Have you and your close relatives made a will? If so, you may believe that when you die your affairs can be dealt with in a relatively straightforward manner. However, according to figures obtained from the High Court, that may not necessarily be the case.
Recent figures show that claims challenging inheritance left to individuals are on the increase. A combination of the recession, which has led to a decrease in the value of estates and beneficiaries generally being in a more parlous position, together with today’s complex family structures and an apparent willingness to challenge wills, appear to be the main factors behind the increase in claims.
Matters are further complicated if the deceased died intestate i.e. without making a will. In those circumstances, the Administration of Estates Act 1925 (as amended), sets out the manner in which the estate should be distributed.
Secondly, the claimant must fall within one of the categories of people entitled to make a claim under the Act.
Currently the only categories of people entitled to bring a claim are:
- the spouse/civil partner of the deceased (or a former spouse/civil partner who has not subsequently remarried or formed a civil partnership);
- a person who for the two years prior to the deceased’s death lived in the same household as the deceased as his/her husband/wife; children of the deceased (including adult children);
- a person treated as a child of the deceased; and
- any person who prior to the death of the deceased was maintained wholly or partly by the deceased.

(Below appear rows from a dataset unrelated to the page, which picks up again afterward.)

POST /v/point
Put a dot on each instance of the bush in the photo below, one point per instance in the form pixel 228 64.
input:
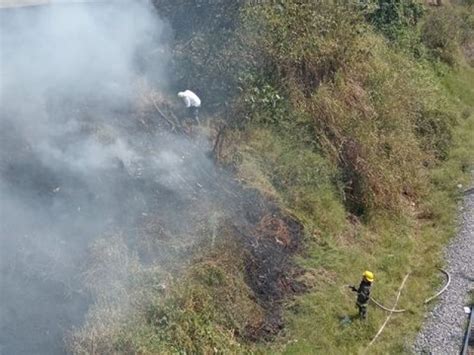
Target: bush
pixel 441 34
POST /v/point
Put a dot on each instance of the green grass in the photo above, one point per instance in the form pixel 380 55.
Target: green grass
pixel 391 247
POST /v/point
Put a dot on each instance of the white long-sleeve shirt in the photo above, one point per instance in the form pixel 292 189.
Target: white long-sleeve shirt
pixel 190 98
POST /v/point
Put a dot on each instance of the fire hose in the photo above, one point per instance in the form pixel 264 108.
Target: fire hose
pixel 439 293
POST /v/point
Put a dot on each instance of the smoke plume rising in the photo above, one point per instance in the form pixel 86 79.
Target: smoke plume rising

The Law Commission’s consultation paper suggested that the class of potential claimants should be extended to include parents, descendants other than children, siblings and nieces and nephews. It remains to be seen if their proposals will be implemented.
Detailed evidence of the claimant’s income and expenditure must be provided to enable the Court to determine whether or not the disposition of the deceased’s estate fails to make reasonable financial provision for the claimant in accordance with the statutory criteria.
Such claims can be emotionally exhausting for those involved, place a strain on family relations and can be very costly. With that in mind, it is prudent, prior to proceedings being issued, to enter into some form of negotiation to see if a potential claim can be resolved, without recourse to the Courts.
Mediation, whereby a neutral third party facilitates discussions/negotiations, can be particularly effective in such cases such as these where emotions play a large part.